Will LendingClub Corp (LC) End in a Bankruptcy or Buyout?

InvestorPlace contributor Vince Martin recently named LendingClub Corp (NYSE:LC) one of 10 companies that won’t exist a decade from now. Martin believes LendingClub will either be acquired by another company or go bankrupt; either way, LC stock will fail to exist on the public markets.

Will LendingClub Corp (LC) Stock Jump on Q1 Earnings Thursday?

Source: Shutterstock

These are two diametrically opposite results.

Owners of LC stock clearly want the former for this beleaguered stock, and the answer starts with LendingClub earnings due out Thursday after the markets close.

We already know that LendingClub’s first-quarter results are likely to be worse than last year’s Q1 earnings report. How much worse we will soon find out, but analysts estimate that revenues and earnings will decline 19% and 267%, respectively, taking a 3-cent profit and turning it into a 3-cent loss.


I thought it would be interesting to examine more closely the idea that LendingClub’s future is one, as Martin suggests, in which only two options exist — bankruptcy or buyout — and the odds of each coming to fruition. By the end, I you should have an idea about whether it makes sense to buy or sell LC stock.

LendingClub Bankruptcy

A SeekingAlpha article entitled Is LendingClub On Its Way To Bankruptcy? focused less on the company’s potential to go broke and more on the management team’s outlandish compensation. Many of the comments accompanying the article questioned the relevance of compensation in such a discussion. I don’t. It speaks to the mindset of the board of directors and how they feel about corporate governance. It’s a red flag for sure.

However, any discussion about bankruptcy should spend some time diving into the numbers.

I often use the Altman Z-Score to give me an idea of a company’s financial stability, but it’s an imperfect statistical model that was originally created for manufacturing companies.

In 1995, Altman took out the fifth component (Sales/Total Assets) of the Z-Score calculation to use for non-manufacturing companies. I’ll use that. It’s important to note that working capital is my estimation of the company’s current assets and liabilities as financial institutions don’t identify this.

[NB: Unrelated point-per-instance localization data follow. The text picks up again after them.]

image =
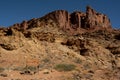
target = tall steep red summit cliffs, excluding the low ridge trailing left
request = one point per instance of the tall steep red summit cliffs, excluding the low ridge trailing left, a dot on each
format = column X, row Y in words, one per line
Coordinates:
column 77, row 20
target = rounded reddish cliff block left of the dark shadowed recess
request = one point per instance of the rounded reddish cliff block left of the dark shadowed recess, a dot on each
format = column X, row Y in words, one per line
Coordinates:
column 61, row 17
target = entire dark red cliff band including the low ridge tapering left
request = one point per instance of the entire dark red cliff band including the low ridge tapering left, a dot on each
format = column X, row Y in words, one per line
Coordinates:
column 74, row 23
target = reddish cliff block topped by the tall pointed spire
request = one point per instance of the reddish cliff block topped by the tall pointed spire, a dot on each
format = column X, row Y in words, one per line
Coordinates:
column 95, row 19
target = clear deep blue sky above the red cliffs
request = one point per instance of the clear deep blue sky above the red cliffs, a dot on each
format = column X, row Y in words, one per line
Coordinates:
column 15, row 11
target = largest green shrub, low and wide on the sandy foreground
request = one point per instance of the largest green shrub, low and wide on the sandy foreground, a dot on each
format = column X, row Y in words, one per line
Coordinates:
column 65, row 67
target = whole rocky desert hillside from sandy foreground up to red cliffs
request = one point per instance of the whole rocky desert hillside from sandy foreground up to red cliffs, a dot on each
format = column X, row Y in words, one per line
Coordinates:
column 59, row 41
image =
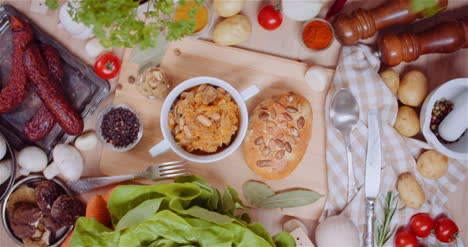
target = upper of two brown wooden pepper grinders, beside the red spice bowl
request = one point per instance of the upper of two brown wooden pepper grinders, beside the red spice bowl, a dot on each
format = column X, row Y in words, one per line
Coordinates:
column 362, row 24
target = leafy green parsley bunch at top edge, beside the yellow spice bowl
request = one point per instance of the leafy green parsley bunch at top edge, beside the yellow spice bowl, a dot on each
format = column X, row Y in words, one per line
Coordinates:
column 117, row 24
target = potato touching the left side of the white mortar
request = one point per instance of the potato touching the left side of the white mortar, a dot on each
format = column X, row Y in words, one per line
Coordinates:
column 407, row 122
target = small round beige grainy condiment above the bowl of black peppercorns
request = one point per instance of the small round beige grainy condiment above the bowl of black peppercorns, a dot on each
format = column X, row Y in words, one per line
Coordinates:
column 153, row 83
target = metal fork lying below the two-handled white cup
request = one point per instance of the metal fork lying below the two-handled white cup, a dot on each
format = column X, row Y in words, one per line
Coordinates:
column 154, row 172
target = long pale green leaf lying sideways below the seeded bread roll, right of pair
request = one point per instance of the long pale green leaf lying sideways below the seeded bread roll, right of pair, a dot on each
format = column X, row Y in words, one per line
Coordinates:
column 290, row 199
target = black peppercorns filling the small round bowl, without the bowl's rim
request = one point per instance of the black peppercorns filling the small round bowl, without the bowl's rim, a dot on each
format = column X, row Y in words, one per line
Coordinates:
column 120, row 127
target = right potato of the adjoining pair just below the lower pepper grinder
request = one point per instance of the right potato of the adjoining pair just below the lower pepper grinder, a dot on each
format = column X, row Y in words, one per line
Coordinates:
column 413, row 88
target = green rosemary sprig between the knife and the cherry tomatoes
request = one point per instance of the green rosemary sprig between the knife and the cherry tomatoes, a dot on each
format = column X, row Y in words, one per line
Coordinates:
column 384, row 231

Lending Club Altman Z-Score

Working Capital 662,600,000
Total Assets 5,562,631,000
Retained Earnings 234,187,000
EBITDA -116,000,000
Market Cap 2,260,000,000
Total Liabilities 4,586,861,000
Score 1.02

Source: LendingClub 2016 10-K

Anything less than 1.8 is said to be an indication a company may go bankrupt within the next 24 months. However, It’s important to compare LendingClub with other financial institutions to understand its situation in relation to its peers in financial services.

I haven’t done that in this instance because analysts expect LendingClub to make money in 2017 and beyond. Therefore, it’s likely that LendingClub’s Z-Score will improve dramatically in the next few quarters.

As a result, I’d be reluctant to suggest LC is in any imminent danger of going bankrupt.

LendingClub Buyout

Last November, LendingClub inked a deal with Credigy Solutions, National Bank of Canada’s (OTCMKTS:NTIOF) consumer finance business, to buy $1.3 billion in loans over the next 12 months from LendingClub. The loans are of the highest quality assuring investors that its lending platform is in perfect working order.

“We see the Credigy program as a way we’re further diversifying our investor base and adding the funding visibility and stability that can make us even more resilient in various market conditions,” LendingClub CEO Scott Sanborn said at the time.

The way I see it, National Bank doesn’t sign on to buy these loans if it doesn’t believe in LendingClub’s business model. LC stock went out the door in December 2014 at $15 per share and a market cap of $5.4 billion. Today, it’s less than half that.

Several analysts have recently upgraded LC stock to a buy from a neutral or hold call including Guggenheim Securities who gave it a $7-$9 12-month price target in March.

My first suspect to buy LendingClub, assuming the loan-buying goes well, would be National Bank itself. All the Canadian banks are looking to grow beyond their borders, and NTIOF is no exception.

Bottom Line on LC Stock

If I were to pick the more likely scenario between a bankruptcy and a buyout, I’d have to go with a buyout.

And at current prices, I’d be a speculative buyer of LC stock.

As of this writing, Will Ashworth did not hold a position in any of the aforementioned securities.